This article, written by Muddy, first appeared in our Sept/Oct 2014 magazine issue.
All runners, no matter what niche they occupy, have a vast array of physical and mental strengths. The list of attributes that we’ve acquired throughout our lifetime of running is long and varied yet familiar enough that it is unnecessary to inventory them here. At the core of our existence is perhaps one of our greatest athletic strengths that, for the majority of society, is usually categorized as a fault. I’d argue that the inability to remember is a crucial aspect of our success as runners. Whether it’s minute details or snippets of time or major cataclysmic events that occurred mid-race, our collective inability to remember those past events helps us perform better in the future. He wasn’t training for a fall marathon but the pragmatic yet often droll philosopher, Friedrich Nietzsche nailed it when he said, “The advantage of a bad memory is that one enjoys several times the same good things for the first time.”
We run because we love it. However, not every run is candy canes and lollipops. Some runs, for the betterment of ourselves, can be downright miserable—but ultimately a good thing long term. In the twisted psyche of a runner these runs (workouts and races) are usually designed to be awful. It is supposed to hurt. If it were easy, wouldn’t everyone do it? Why subject oneself to suffering for the sake of suffering—a clear violation of psychological operant conditioning?
Luckily, we needn’t worry about the cause and effect of this rather silly enigma. We have running amnesia. Our disability is beneficial in that it allows (causes) us to keep returning to the battleground to suffer and better ourselves. For instance,
As a runner you never really remember how much those hill repeats hurt. You forget…until near the crest of that incline on your first of eight repeats. The workout seemed like a good idea at the time, didn’t it?
As a runner you never really remember how much the final four to six miles of a marathon hurt….until “The Wall” crushes you physically and spiritually. Yet you continue to register, train, and compete in these unnecessary sufferfests.
As a runner you never really remember how bad the deer flies can be on trail runs…until you’re out on yet another hot, sweaty, insect infested ten miler in the woods. Every summer they return. How could you forget, again?
As a runner you never really remember how awful track workouts can be….until you feel the burning in your lungs and legs as you fight back the urge to vomit near the end of that oh-so-fun interval. It’s only “I-pace.” it wasn’t this hard last time, was it?
As a runner you never really remember how insidious water/moisture can be on warm long runs…until later when you climb into the shower. Oh the stinging of chafed, raw skin! How could you have forgotten Glide, again?
As a runner you never really remember how taxing marathon pace (MP) workouts can be when plopped in the middle of two hour plus runs…until you do it yet again on tired, depleted, worn out legs. Is it really possible to run a marathon at this pace? I forget.
As a runner you never really remember how much the weather plays a role in running…until you start out shivering in long sleeves on a crisp fall morning, only to end the run nearly naked, sweating and dehydrated. How do we forget what to wear each season?
As a runner you never really remember how disgusting gel packets can be…until you’re attempting to choke down your second, third, or even fourth during a race while wearing a percentage of those you’ve attempted to previously “consume.” Do these things even help?

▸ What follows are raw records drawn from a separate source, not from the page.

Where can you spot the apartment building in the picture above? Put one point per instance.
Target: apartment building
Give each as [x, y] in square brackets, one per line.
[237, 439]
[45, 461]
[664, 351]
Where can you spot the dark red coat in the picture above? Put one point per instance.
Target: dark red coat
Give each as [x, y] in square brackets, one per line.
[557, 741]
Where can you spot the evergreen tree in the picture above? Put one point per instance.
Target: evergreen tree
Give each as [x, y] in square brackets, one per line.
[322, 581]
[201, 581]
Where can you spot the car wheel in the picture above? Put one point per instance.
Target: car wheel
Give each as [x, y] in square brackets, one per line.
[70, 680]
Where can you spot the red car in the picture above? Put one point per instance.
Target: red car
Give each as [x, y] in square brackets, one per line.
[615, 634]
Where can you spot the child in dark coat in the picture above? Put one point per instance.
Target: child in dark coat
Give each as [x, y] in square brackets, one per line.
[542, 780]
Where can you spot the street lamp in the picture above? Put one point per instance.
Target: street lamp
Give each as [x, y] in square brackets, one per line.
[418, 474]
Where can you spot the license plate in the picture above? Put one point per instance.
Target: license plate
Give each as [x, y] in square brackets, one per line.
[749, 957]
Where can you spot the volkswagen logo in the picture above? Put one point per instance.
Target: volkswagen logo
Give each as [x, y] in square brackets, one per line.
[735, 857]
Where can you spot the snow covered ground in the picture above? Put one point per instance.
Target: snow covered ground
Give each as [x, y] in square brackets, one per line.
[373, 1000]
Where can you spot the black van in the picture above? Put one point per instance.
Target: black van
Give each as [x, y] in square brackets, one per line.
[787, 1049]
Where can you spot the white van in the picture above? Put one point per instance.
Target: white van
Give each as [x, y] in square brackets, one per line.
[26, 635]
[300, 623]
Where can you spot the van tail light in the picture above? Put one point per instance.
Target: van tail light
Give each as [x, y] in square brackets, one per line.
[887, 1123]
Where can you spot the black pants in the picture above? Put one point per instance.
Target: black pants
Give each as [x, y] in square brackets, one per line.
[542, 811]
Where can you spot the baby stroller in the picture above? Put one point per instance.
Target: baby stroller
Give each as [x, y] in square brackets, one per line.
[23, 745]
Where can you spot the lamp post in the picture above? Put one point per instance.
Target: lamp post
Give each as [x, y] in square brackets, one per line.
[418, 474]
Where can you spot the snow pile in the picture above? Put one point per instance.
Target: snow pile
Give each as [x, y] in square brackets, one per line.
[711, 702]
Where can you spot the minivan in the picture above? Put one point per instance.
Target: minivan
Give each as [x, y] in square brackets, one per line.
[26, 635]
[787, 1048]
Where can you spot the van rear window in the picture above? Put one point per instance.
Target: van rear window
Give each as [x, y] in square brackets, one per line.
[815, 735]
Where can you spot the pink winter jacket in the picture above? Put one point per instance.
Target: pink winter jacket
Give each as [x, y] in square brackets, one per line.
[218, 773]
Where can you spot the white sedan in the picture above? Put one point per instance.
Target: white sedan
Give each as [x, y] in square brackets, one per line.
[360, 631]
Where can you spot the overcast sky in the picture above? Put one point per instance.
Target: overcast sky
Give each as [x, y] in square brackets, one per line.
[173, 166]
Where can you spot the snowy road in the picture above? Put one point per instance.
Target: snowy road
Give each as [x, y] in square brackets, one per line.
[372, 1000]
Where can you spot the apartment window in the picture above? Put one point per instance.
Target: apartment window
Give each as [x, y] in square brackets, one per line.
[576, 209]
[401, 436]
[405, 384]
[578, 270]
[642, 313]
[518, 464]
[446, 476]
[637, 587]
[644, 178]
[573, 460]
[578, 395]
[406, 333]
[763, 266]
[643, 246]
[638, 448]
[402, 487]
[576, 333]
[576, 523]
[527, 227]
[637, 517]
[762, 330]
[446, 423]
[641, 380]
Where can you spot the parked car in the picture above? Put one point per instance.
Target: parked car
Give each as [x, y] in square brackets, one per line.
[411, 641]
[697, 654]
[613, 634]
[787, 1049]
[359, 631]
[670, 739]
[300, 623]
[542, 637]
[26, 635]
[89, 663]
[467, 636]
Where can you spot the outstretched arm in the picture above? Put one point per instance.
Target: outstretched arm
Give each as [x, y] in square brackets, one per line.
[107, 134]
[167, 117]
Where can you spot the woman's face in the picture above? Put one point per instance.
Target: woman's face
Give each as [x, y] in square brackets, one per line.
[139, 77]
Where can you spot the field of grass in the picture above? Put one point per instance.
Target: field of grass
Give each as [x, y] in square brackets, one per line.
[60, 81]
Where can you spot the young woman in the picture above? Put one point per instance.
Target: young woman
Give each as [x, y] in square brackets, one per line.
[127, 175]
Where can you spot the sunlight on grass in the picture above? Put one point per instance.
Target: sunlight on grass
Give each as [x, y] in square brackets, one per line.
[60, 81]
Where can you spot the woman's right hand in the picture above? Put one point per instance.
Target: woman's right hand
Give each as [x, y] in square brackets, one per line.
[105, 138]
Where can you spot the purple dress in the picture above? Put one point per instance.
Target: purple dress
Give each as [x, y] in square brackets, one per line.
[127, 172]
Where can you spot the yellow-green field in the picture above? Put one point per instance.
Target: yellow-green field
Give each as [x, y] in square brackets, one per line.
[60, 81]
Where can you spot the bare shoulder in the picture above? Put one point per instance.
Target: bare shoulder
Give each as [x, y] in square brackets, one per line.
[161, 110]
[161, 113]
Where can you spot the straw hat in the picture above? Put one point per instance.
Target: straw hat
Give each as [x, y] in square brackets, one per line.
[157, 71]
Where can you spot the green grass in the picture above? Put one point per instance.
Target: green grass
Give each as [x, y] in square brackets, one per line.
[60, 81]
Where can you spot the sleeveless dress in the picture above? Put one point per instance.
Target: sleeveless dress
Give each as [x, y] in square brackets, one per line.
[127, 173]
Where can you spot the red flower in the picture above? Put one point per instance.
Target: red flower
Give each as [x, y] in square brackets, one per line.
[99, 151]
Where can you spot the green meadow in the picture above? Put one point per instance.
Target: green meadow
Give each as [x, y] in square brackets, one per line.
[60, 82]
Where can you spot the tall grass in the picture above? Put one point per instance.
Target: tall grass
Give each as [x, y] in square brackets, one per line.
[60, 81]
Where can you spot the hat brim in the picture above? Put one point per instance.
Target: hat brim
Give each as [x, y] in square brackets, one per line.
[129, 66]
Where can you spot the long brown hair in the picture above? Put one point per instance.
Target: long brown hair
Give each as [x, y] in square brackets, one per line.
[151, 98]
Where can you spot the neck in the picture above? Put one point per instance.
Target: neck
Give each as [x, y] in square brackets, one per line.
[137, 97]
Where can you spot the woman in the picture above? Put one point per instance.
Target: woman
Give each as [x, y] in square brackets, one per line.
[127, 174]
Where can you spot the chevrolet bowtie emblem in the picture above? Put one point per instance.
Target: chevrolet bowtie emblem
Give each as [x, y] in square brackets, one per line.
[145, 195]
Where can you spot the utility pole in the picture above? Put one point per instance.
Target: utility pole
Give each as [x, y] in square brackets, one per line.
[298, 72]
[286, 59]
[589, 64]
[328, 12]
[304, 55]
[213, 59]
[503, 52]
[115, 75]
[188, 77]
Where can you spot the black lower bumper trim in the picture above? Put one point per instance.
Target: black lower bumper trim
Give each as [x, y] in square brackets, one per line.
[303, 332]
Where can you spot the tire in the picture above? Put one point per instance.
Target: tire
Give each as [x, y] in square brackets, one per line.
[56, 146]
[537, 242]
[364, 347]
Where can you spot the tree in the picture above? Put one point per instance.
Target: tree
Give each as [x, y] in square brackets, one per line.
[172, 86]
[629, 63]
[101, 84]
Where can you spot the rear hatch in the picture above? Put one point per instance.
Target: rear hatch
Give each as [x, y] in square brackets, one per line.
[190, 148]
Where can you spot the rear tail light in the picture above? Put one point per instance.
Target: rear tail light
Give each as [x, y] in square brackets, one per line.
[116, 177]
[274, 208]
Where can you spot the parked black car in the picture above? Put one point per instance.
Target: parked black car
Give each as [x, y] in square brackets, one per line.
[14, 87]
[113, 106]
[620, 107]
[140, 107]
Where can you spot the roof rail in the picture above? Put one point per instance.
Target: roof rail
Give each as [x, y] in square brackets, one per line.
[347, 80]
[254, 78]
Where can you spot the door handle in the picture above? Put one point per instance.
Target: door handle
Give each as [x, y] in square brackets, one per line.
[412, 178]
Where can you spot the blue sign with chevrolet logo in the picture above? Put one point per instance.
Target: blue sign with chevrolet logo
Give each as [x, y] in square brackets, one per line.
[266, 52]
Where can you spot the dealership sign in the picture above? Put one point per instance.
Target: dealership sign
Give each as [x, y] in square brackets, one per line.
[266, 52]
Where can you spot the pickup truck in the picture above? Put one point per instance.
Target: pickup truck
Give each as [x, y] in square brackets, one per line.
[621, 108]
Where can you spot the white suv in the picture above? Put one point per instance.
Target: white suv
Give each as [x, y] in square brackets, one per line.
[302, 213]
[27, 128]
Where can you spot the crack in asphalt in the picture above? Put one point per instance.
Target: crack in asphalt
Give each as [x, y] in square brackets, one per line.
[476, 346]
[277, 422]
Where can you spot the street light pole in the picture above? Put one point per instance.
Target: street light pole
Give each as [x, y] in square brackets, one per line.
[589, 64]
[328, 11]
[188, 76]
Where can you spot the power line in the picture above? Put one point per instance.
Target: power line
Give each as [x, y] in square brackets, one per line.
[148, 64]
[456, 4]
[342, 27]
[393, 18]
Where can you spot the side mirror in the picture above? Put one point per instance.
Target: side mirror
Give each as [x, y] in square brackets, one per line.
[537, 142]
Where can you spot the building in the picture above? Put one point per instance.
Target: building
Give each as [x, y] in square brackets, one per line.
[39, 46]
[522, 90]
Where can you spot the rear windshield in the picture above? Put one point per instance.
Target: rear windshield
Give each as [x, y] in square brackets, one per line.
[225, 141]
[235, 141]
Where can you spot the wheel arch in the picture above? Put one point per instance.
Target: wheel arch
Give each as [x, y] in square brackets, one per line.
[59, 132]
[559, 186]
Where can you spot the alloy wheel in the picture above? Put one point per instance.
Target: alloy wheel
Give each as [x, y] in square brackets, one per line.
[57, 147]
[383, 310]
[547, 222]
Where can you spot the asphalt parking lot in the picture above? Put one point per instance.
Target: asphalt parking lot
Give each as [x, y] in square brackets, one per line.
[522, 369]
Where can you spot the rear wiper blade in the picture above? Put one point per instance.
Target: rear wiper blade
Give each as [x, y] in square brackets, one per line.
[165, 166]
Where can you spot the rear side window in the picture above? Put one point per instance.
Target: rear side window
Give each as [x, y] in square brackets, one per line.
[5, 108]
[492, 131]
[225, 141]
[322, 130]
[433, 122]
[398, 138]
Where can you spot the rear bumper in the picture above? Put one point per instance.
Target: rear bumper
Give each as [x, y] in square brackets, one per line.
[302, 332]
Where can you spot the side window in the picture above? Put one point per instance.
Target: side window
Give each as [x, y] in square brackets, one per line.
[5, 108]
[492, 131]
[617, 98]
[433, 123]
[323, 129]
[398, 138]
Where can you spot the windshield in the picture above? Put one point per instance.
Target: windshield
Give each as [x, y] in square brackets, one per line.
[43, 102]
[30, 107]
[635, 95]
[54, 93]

As a runner you never really remember how valuable training partners/running friends are…until you try to complete one of the aforementioned workouts all alone. We all forget how much misery loves company.
As a runner you never really remember how sweet (and salty) success tastes…until you sip from the cup of satisfaction again. Victory is yours, renner. You’ve earned it.
Our list of “rungetfulness” could continue meandering on and on, yet it’s best to stop here. Truth be told, there are probably hundreds more running-related memories that apply. What’s yours? As I sit here, staring at the screen, I keep asking myself : “What else are you forgetting?” Honestly, I can’t remember — and that is a good thing.
Muddy remembers one thing— always run on the LVL.